Indian sports policy lacks direction and vision

By K.S.Venkatachlam Source:Global Times Published: 2016/8/22 23:43:39

Illustration: Liu Rui/GT



India was saved blushes when India's Sakshi Mallik, in freestyle wrestling, and P.V. Sindhu in badminton, put India on the medals table. The overall performance of Indian athletes has been dismal. A country with a 2-trillion-dollar economy and a billion-plus population has managed to win just 27 medals in the entire history of the Olympic Games.

Due to politics, corruption and nepotism, Indian sports have never taken off. The Commonwealth Games in 2010 was buried under bad publicity because of various scams that surfaced regarding sports equipment and the building of sports facilities. In December 2012, the International Olympic Committee (IOC) suspended the Indian Olympic Association (IOA) after warning the government about interfering in the IOA's election process. Similarly, the Indian Hockey Federation suffered because of the warring of two internal factions trying to control it.

An article by the BBC listed several reasons behind India's repeated failures at the Olympics.
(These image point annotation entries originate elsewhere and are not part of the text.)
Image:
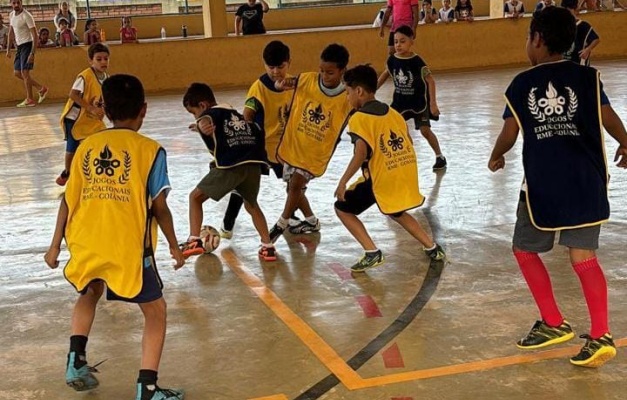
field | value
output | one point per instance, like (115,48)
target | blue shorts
(21,57)
(72,144)
(151,285)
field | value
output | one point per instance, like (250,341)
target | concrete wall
(236,62)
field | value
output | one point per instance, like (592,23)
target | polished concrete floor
(303,327)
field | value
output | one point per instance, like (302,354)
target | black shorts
(358,198)
(151,285)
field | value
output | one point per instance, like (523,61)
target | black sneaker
(369,260)
(154,392)
(275,232)
(436,254)
(542,335)
(440,163)
(595,352)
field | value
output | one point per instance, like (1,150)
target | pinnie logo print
(553,104)
(106,165)
(394,141)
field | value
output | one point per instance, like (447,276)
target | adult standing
(249,18)
(64,12)
(22,30)
(403,12)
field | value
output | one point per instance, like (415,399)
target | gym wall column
(214,18)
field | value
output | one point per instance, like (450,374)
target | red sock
(594,288)
(539,283)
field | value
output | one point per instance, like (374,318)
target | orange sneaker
(267,253)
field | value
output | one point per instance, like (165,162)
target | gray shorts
(529,238)
(244,179)
(288,171)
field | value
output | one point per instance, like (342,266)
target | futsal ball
(210,238)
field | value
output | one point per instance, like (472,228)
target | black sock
(147,377)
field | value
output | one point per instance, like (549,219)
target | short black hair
(405,30)
(363,76)
(276,53)
(123,97)
(97,48)
(335,53)
(570,4)
(557,28)
(88,23)
(196,93)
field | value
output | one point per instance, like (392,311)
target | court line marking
(325,353)
(349,377)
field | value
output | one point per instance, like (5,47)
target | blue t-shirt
(507,113)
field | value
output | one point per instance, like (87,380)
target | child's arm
(382,78)
(238,25)
(162,213)
(386,18)
(77,98)
(614,126)
(433,104)
(505,141)
(52,255)
(585,53)
(359,156)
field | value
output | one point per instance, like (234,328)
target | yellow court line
(325,353)
(349,377)
(275,397)
(477,365)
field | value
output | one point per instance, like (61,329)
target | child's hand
(621,157)
(52,257)
(285,84)
(435,110)
(495,165)
(177,255)
(205,125)
(340,191)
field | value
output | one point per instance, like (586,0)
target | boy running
(560,108)
(115,198)
(384,152)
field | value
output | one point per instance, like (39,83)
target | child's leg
(232,210)
(154,333)
(259,221)
(196,200)
(295,194)
(412,226)
(594,286)
(431,139)
(357,229)
(85,309)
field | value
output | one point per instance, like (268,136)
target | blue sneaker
(154,392)
(80,379)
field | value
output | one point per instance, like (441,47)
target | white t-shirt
(22,23)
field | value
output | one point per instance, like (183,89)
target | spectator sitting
(92,34)
(4,34)
(249,18)
(65,13)
(544,3)
(447,13)
(514,9)
(128,33)
(44,39)
(428,15)
(463,11)
(65,38)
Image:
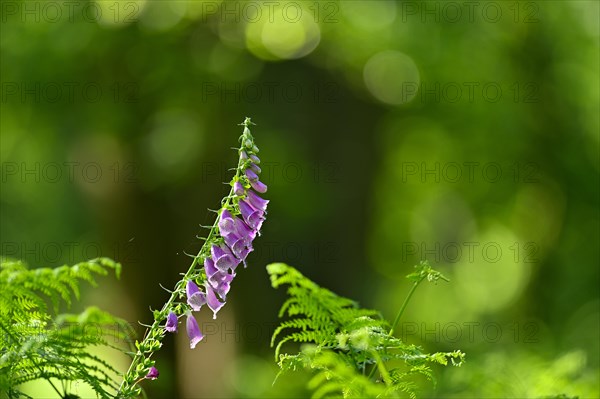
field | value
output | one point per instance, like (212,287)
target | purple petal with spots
(194,334)
(252,217)
(223,258)
(253,177)
(171,324)
(238,189)
(259,186)
(152,373)
(213,302)
(256,201)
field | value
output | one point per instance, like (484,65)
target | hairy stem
(403,307)
(152,340)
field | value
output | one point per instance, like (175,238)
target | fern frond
(34,345)
(339,340)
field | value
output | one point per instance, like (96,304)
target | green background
(465,133)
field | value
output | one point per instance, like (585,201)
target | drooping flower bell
(171,325)
(223,258)
(253,217)
(195,297)
(256,201)
(259,186)
(193,330)
(213,302)
(152,373)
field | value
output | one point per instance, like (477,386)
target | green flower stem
(384,373)
(403,307)
(424,272)
(152,341)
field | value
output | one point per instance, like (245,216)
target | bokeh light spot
(286,35)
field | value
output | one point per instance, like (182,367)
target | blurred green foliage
(465,133)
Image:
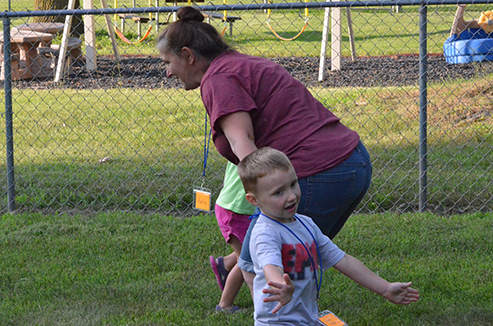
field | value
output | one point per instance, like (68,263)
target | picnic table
(51,28)
(26,62)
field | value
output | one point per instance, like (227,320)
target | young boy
(287,248)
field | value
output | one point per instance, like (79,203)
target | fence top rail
(252,6)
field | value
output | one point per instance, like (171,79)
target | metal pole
(8,115)
(423,115)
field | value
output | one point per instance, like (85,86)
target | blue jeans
(328,197)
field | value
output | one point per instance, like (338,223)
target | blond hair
(260,163)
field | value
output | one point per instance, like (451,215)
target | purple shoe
(230,310)
(219,271)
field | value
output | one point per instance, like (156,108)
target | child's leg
(234,280)
(230,261)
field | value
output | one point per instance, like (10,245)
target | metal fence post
(423,81)
(8,115)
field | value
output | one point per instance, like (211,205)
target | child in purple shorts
(232,214)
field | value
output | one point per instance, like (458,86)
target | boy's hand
(401,293)
(281,292)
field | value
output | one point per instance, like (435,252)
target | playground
(106,160)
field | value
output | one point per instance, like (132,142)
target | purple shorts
(232,223)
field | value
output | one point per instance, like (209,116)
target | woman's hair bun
(190,14)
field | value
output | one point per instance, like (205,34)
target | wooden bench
(216,15)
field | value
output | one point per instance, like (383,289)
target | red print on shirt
(295,259)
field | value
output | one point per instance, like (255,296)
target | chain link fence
(111,132)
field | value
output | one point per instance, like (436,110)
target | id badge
(202,199)
(328,318)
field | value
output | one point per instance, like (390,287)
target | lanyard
(206,145)
(318,282)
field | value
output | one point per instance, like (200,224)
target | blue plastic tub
(470,45)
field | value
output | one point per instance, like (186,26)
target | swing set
(269,11)
(138,19)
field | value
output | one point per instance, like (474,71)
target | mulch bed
(150,72)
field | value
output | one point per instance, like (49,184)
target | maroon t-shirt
(285,115)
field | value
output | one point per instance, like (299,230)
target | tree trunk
(77,22)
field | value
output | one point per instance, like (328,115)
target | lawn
(131,269)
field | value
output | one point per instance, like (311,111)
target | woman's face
(183,67)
It blames the Indian government for the lack of infrastructure, poor health, poverty, girls not being allowed to participate in sports, boys being coaxed into becoming doctors and engineers and the popularity of cricket over other sports.

The article also points out that in terms of medals per capita, India ranks last of the countries that have won any medals. India had won only six medals in the 2012 Olympic Games, while none was gold.

Some other media reports have blamed the Indian culture as being a hindrance in local sports development which has reflected in lack of success in successive Olympic. They say most families in India stop children from taking part in high-level competitions and blame cricket as being an impediment for children not taking to other sports.

The Indian government should take the comments of international media in the right spirit and evolve a policy that encourages sports in schools and colleges. Usain Bolt credited the school system in Jamaica for his success.

Many studies have shown that the reasons for the lack of sports culture in India are due to Indian parents being averse to their children pursuing sports. They encourage their children to become engineers, doctors, accountants or lawyers, as they feel that sports cannot give financial security.

It is here that India needs to take a leaf out of China's sports policy. They need to build world-class sports centers, provide world-class facilities for training, make the best sports equipment available for the budding sportspersons and lastly, hire top class foreign coaches.

China has over 850,000 gyms and more than 3,000 specialized sports facilities. India should not hesitate to seek China's assistance in building good sports facilities and also provide their coaches to spot talent in schools so that they can be nurtured by the sports federations to become top-class athletes.

Finally, India is participating in very few events in the Olympic Games and, if they want to improve the medal tally in future Olympics, they need to encourage children to take up cycling, gymnastics, swimming and diving to improve their medal chances. Too many children now are dedicating their time to sports that they enjoy such as cricket and football, or for studying for a prosperous future, rather than being trained for Olympic events.

A well thought-out policy with a heavy investment in sports can enable India to get success in future Olympics. All that is required is political will in handing over the control of sports federations to professional sportsmen with good administrative experience.